Philadelphia police are investigating a series of acts of vandalism in Jewish buildings after graffiti was spray-painted sometime over the Jan. 14-15 weekend on the door of a mikvah under construction in a strip mall near Congregation Beth Solomon in Northeast Philadelphia.
The front of the mikvah, which was recently built with pricey Jerusalem stone to resemble the Kotel in the Holy City, was the only structure attacked among a dozen located in the strip mall, although it can’t be determined if the site was targeted as an anti-Semitic act.
This follows the recent destruction of five security cameras on Dec. 24 at the mall.
Business owners there then decided to install 16 heavy-duty security cameras Dec. 28. Those cameras were destroyed within a 45-minute span less than two weeks later, where the perpetrators got on the roof and cut wires. Each incident was reported to the police.

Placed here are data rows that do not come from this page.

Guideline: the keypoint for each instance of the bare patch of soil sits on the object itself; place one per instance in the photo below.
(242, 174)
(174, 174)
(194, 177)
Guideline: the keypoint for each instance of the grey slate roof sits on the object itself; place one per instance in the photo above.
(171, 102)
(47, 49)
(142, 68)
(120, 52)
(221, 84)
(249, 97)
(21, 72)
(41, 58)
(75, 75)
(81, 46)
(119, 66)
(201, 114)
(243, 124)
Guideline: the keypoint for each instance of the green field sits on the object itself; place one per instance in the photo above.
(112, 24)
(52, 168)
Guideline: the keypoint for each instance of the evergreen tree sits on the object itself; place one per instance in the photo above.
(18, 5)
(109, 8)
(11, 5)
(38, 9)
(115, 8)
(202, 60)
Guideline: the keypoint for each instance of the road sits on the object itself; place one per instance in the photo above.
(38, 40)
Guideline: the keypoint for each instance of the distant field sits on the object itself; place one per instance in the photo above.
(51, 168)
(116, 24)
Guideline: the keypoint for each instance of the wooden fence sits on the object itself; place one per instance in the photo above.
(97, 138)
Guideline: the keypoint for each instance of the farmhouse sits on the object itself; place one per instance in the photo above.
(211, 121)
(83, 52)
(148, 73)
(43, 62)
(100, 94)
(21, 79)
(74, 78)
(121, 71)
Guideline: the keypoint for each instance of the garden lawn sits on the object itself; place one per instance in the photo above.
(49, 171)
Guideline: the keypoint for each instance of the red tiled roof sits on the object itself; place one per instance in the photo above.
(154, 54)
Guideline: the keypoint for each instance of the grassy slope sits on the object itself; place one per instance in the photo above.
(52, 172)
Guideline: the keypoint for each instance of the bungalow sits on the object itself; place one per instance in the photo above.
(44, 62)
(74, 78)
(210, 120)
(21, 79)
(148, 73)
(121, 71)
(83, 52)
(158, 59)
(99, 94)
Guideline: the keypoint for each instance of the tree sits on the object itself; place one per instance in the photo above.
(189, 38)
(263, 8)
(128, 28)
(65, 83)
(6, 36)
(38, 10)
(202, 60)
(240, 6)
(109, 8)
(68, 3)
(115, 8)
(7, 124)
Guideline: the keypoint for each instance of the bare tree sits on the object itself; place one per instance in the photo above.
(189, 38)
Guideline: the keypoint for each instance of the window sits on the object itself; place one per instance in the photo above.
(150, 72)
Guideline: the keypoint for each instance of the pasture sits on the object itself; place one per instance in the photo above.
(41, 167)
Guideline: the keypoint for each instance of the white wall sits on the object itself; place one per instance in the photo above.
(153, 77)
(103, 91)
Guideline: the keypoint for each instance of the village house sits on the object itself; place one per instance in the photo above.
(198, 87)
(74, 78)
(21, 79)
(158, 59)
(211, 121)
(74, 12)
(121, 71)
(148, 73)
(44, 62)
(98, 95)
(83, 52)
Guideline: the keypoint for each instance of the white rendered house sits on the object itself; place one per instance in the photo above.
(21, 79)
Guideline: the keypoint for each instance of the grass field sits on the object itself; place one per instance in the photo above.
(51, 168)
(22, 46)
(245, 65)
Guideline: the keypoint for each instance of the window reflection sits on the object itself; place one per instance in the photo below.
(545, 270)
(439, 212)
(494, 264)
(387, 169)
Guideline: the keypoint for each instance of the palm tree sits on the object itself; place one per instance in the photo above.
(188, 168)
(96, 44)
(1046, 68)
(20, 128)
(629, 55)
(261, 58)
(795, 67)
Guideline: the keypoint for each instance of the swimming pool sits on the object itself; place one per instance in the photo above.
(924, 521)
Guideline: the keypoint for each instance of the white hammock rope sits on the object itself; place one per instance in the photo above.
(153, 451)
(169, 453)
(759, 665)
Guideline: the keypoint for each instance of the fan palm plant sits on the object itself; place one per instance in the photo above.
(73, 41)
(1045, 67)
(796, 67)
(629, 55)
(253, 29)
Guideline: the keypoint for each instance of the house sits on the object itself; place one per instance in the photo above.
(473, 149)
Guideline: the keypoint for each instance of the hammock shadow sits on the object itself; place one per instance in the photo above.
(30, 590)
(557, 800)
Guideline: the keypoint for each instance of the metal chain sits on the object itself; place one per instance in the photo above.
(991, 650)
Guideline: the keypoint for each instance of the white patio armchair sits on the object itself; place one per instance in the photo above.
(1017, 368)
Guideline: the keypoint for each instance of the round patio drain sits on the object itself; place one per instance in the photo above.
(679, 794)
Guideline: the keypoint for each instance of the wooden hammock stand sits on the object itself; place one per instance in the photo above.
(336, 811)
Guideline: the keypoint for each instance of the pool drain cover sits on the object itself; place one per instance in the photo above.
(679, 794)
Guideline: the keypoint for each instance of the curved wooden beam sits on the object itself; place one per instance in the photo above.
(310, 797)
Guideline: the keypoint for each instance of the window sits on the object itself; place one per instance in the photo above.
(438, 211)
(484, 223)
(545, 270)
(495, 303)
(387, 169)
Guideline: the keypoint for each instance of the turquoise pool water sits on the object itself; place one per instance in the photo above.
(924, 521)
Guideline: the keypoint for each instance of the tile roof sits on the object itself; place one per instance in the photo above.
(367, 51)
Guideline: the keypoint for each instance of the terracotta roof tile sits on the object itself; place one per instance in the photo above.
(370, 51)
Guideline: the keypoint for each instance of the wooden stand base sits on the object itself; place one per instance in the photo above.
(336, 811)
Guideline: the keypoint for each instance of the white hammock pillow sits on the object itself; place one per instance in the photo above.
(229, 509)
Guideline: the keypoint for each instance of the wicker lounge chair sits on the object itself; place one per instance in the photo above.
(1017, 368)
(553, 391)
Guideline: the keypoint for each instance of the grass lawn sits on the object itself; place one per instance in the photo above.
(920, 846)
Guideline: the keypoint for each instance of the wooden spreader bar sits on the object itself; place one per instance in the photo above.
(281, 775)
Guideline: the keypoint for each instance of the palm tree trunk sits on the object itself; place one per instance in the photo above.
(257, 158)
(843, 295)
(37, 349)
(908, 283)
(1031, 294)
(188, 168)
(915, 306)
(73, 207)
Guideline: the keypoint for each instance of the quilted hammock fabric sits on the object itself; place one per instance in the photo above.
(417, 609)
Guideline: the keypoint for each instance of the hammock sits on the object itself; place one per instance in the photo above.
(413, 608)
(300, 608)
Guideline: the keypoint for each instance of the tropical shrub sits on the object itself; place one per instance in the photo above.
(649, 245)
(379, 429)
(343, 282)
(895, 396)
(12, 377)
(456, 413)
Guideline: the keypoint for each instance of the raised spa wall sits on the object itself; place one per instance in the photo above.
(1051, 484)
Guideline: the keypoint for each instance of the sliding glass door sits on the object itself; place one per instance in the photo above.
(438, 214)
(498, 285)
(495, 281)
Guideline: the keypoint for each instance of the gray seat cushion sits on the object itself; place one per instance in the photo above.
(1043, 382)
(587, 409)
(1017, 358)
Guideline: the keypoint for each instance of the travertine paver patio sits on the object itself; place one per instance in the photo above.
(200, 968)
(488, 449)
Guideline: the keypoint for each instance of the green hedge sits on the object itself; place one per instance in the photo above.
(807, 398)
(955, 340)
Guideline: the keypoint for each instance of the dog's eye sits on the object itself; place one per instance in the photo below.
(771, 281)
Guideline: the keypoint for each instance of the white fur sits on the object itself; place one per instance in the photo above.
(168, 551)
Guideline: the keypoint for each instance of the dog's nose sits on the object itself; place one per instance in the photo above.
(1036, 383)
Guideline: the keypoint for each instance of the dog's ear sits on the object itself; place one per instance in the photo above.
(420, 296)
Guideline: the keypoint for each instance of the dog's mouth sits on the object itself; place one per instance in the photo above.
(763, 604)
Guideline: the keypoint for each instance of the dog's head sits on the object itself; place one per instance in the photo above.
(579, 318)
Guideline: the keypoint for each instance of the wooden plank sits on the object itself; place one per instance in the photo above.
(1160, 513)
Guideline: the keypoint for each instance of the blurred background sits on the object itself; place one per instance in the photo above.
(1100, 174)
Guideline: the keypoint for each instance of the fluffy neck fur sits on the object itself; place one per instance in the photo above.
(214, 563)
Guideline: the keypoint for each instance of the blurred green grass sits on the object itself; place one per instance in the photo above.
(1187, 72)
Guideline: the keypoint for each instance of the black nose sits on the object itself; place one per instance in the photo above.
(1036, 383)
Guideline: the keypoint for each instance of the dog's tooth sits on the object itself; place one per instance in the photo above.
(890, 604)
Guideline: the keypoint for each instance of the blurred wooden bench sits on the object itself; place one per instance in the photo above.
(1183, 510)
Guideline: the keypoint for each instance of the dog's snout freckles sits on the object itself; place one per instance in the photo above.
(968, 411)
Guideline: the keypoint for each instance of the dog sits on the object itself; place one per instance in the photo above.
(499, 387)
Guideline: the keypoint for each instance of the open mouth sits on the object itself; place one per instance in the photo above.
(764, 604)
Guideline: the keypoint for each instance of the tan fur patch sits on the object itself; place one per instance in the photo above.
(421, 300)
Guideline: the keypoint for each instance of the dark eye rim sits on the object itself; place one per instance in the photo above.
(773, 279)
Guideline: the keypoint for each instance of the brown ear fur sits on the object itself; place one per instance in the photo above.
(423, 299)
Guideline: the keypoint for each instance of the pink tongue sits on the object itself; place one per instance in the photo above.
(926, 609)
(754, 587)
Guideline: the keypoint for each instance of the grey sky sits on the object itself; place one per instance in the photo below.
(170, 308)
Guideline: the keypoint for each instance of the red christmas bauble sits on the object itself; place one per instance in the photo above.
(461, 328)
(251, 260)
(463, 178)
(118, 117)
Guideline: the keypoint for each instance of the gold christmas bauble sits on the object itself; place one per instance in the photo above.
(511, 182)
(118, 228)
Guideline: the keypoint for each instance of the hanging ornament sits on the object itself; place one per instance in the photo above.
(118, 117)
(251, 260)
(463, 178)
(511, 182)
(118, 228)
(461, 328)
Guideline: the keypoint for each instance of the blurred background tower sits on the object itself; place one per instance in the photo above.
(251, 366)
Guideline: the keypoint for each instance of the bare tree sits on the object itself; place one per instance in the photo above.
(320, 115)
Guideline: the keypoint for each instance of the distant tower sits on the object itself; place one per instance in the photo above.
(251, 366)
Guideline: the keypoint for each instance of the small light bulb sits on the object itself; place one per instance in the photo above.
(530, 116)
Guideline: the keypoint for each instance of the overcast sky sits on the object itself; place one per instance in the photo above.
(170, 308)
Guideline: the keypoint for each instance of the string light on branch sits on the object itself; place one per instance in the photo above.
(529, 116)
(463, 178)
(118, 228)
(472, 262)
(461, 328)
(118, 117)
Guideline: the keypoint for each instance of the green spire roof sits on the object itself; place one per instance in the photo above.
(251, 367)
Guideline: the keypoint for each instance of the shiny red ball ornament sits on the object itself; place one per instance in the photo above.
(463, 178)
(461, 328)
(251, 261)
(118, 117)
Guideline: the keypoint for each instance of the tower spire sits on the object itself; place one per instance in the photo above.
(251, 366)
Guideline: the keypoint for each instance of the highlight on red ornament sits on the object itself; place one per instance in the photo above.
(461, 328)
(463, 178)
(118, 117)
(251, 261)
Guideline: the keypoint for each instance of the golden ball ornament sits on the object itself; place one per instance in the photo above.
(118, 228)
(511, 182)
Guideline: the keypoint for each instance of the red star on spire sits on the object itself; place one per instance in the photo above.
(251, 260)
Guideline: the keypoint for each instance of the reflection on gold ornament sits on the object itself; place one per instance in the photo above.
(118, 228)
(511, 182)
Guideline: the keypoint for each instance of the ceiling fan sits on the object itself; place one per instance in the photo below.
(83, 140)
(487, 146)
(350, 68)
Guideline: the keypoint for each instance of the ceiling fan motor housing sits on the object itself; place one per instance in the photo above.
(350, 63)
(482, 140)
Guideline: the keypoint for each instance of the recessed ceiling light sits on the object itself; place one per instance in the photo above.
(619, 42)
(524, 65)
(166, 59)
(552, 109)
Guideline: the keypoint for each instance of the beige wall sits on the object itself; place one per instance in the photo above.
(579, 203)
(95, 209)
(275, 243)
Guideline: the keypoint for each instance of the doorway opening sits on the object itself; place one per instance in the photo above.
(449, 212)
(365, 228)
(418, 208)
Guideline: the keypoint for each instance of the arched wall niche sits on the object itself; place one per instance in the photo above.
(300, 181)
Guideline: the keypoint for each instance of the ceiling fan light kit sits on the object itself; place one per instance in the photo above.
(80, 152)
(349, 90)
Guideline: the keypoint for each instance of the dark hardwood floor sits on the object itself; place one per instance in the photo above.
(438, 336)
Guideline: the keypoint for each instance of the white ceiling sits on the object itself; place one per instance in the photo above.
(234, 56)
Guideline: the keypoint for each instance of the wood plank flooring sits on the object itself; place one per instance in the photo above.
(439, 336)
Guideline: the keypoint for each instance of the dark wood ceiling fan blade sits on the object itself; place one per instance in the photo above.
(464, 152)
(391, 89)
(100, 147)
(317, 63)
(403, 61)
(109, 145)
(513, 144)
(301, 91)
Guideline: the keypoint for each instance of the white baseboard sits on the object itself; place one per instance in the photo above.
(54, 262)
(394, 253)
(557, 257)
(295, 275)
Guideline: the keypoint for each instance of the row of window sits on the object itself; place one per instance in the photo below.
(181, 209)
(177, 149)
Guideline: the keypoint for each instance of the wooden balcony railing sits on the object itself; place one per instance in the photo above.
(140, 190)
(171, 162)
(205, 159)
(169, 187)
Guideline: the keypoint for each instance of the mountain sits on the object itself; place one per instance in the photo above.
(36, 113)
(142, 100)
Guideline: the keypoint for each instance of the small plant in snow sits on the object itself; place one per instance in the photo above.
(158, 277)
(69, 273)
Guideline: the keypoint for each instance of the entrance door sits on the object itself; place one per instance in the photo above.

Now comes the defacement of the mikvah. Whether these events are connected is uncertain. However, it has left synagogue officials concerned, especially following the recent theft of a nemorah, which was later returned.
They don’t know if the spray-paint damage is permanent.
“It’s spray-painted on the stone, so we don’t know if we can clean it,” said Rabbi Akiva Pollack, educational director at Beth Solomon, which is located a block from the mikvah. “For us to get more Jerusalem stone would be very expensive.
“People are really upset. We just put this beautiful thing up and they write this senseless graffiti for no reason. It’s upsetting.
“We’ve been building for a year and a half. A month ago, when we put up the Jerusalem stone, which looks like the Holy Wall, is when the problem really started.”
But the problem isn’t isolated to the mikvah location.
“This is happening almost constantly in the shopping center,” said Lev Rapoport, the mall association president. “We had the cameras installed because people were hanging around all the time.”
Because the mikvah became the target of the latest incident, synagogue officials find it hard to believe it is a coincidence. They’re considering potential responses, including a neighborhood watch. The size of the strip mall, however, makes hiring private security impractical.
“The reality is we don’t know what to do,” said Rabbi Solomon Isaacson, who’s been there for more than 40 years. “At the end of the day, the synagogue is where people who go to work come back and pray.”
Northeast Philadelphia has seen other acts of vandalism to Jewish facilities in recent days.
Windows were broken at Temple Menorah Keneseth Chai on both Dec. 2 and Jan. 6. Those incidents remain under investigation.